According to our second expert, the risks for cardholders are minimal. This is indicated by two main factors::
- The range of the technology is 10 cm. It is impossible to intercept data at this distance with a 90% probability. Previously, fraudsters used overlays that copied card data from the magnetic stripe. The pads are not applicable to a contactless reader.
- PIN code protection. You can withdraw cash from such an ATM only after confirming the operation by entering the card's PIN code or digital fingerprint.
Will such ATMs be in demand?
Experts agree that such devices are a logical continuation of the development of contactless technologies. You can withdraw money using a bank card, or you can use your phone by attaching your mobile phone to the reader."The card as a form factor is being replaced by the phone, and modern ATMs should meet this trend. More and more people want to pay contactless and faster. I think that such ATMs will be in demand, " comments Konstantin Yan.

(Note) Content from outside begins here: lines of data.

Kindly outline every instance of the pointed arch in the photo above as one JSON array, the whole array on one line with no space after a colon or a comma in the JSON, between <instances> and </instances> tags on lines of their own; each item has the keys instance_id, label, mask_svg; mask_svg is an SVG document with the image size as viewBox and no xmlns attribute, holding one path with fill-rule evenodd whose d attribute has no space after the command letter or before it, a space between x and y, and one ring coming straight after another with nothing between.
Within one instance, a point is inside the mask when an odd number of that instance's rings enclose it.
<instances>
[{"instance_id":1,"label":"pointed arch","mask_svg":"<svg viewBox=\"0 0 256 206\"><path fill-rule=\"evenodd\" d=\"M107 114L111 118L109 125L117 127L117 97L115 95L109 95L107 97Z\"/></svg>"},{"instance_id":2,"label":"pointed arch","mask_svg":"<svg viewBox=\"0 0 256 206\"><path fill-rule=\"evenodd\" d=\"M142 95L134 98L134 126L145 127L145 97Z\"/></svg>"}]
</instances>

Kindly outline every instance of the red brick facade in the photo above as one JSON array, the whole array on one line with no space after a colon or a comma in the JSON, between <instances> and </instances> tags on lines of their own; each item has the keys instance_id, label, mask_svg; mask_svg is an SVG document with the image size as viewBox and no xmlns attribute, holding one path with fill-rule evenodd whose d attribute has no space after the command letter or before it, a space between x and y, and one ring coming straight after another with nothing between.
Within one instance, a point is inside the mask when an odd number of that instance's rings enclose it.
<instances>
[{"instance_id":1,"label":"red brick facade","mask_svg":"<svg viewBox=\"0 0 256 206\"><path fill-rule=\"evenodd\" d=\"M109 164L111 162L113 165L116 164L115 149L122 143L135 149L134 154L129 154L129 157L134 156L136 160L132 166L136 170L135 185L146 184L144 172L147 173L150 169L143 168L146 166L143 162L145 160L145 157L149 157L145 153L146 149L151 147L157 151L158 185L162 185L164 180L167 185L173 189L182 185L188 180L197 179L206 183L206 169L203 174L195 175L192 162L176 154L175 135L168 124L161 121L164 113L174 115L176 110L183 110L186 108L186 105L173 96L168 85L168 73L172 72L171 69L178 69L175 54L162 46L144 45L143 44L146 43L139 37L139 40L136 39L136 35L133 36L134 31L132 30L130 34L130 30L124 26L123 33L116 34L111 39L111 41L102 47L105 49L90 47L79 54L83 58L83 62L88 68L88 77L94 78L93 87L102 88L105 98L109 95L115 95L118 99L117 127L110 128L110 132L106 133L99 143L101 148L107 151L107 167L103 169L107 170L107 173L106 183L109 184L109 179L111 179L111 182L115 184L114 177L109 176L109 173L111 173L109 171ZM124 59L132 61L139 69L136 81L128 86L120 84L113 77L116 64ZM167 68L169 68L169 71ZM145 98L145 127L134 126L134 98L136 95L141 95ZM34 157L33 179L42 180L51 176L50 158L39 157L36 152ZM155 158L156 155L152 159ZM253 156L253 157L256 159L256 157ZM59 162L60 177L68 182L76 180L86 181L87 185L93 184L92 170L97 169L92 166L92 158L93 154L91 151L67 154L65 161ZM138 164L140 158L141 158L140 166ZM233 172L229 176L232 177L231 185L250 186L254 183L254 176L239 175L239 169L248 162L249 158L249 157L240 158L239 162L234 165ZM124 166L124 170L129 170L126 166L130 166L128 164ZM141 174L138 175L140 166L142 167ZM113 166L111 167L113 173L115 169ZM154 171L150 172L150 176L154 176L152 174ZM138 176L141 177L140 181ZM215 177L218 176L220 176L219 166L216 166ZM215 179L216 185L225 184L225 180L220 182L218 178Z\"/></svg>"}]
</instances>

The same position is held in Unistream. They called another advantage of such ATMs: an increase in the life of the card.
"A contactless ATM is a modern type of banking equipment, the main task of which is to make customer service more convenient and comfortable. Many large banks are now actively implementing contactless payment system technology in ATMs, as it has many advantages. Thanks to NFC technology, the client just needs to attach a card, smartphone or smart watch to the reader to withdraw, for example, cash, pay for services, or send a money transfer. In addition to ease of maintenance, the life span of the bank card itself increases, since there is no need to constantly insert the card into ATMs. This is especially true for those who constantly use the card to pay and withdraw cash.
If we talk about the security level of contactless ATMs, it is not lower or higher than that of conventional ATMs: like bank cards with chips, all contactless transactions are protected by the EMV standard, which is designed specifically to increase the security level of financial transactions, " comments Evgeny Stepanov, Deputy Head of the Development and Support Department payment businesses and Unistream bank payment agents.
Conclusion
What is the result:- in such ATMs, there is less risk of forgetting the card or not getting the plastic back due to a technical failure;
- the technology has a small range, and it is difficult to intercept data;
- the risk of data theft remains, but fraudsters will not be able to do anything with the received information without a PIN code.